Dr Jill Miller, CIPD Adviser, says: Our research reveals the value fit notes can have in promoting good quality conversations between managers and their employees, which has a positive impact on the management of absence.

 

However, the survey suggests the fit note has yet to have a real impact on reducing absence levels. With the future in mind, Dr Miller went on to predict, it may well take five years or so before the fit note is consistently used effectively and viewed more favourably by GPs, employers and employees, to support early and lasting returns to work.

 

So how is your management of absence due to illness structured, focussed and supportive or lax, inconsistent and occasionally bullish?

 

The basics are always worth revisiting and here a couple of key points for managers to keep in mind:

 

1) Managers are not doctors

Even if you do happen to be medically-qualified, you're not being paid to pronounce on employee health. So, bottom line, whatever your opinion keep it to yourself. It's a waste of time disagreeing with the GP and other specialists and should the worst happen, a tribunal won favour your views over theirs. Stick to what is within your remit: the level and frequency of absence and the impact it has on the workplace.

 

2) Managing absence is never personal

Whatever you think of the poorly individual, whatever your privately-held opinion of their illness (see point #1 above), keep it objective, follow the agreed procedures.

 

 

The basic principle is that any business cannot indefinitely afford to pay people not to be at work.

 

 

Hence a policy of supporting people to return as soon as their health allows.
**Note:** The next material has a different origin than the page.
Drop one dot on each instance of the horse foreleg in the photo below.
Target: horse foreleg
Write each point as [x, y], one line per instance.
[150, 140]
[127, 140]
And if, over time, a person is too ill to be at work doing the job they were recruited to, then it's not their fault; equally an employer may need to regretfully either find them different work that they can do, or let them go completely.

 

 

Nothing personal, just objective circumstances.

 

So, when managing absence, do be supportive and flexible, but don't lose objectivity and your grasp of the wider picture. Have clear, fair procedures in place and then follow them.

 

The full CIPD/Simply Health survey report is available free on registration (also free) at the CIPD website.